Cash-Based vs Accrual-Based Accounting
For many businesses, cash-based accounting is utilized because it is cost-effective, faster, and easier. Unfortunately, this type of accounting is not an option for contractors. This is primarily due to the fact that revenue from longer jobs is frequently not recognized until the job is completed entirely, which can roll over into the next year.
Accrual-based accounting is a more complete and accurate way of bookkeeping when the contractor’s accounts receivable and accounts payable are taken into account. This method also has the advantage of allocating revenues and expenses for jobs as they are actually incurred. Work-in-progress jobs often have over billings and under billings, which can dramatically affect the financial picture. Surety companies are unable to get an accurate assessment of a contractor’s financial situation unless accrual-based accounting is used.
Accuracy of the Financial Statements
There are three different levels of assurance when referring to financial statements that are prepared by a CPA: compiled, reviewed, and audited. Compiled financial statements are the contractor’s numbers presented in the standard financial statement format with no obvious errors. This level of assurance may not be enough to secure bonding. A review provides more value to a surety company, as with these financial statements the CPA has performed inquiries and analytical procedures. An audit is the highest level of assurance required for the purposes of bonding. In an audit, the CPA will perform procedures beyond inquiries and analytical procedures, including observation, testing, and confirmation of financial data.
What Can Be Interpreted from the Numbers?

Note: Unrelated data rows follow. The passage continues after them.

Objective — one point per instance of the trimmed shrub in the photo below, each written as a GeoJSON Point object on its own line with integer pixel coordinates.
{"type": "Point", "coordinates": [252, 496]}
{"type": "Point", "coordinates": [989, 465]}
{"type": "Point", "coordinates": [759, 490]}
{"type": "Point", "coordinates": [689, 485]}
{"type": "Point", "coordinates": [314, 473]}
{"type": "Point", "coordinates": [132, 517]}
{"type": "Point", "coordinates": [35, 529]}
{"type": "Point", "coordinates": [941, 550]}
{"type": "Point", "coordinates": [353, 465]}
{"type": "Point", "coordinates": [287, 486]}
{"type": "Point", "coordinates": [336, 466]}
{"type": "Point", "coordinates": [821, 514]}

The surety underwriters who determine the bonding capacity from a contractor’s financial statements focus on the available working capital and equity. Working capital is calculated by deducting current liabilities from current assets, and equity equals total assets less total liabilities. An often-cited metric for working capital is that it must be 5-10% of the contractor’s total backlog, or cost to complete current projects. Therefore, it is obligatory for the contractor to understand and abide by this benchmark so their bond capacity is not threatened.
A contractor’s financial statement preparation and presentation is one of the largest factors in determining how large of a bonding capacity the surety company will grant. Choosing the right method of accounting (accrual-based), ensuring the financial statements are at the level required and prepared by a CPA, and keeping the numbers in line with the surety company expectations are all important considerations when discussing bonding capacity.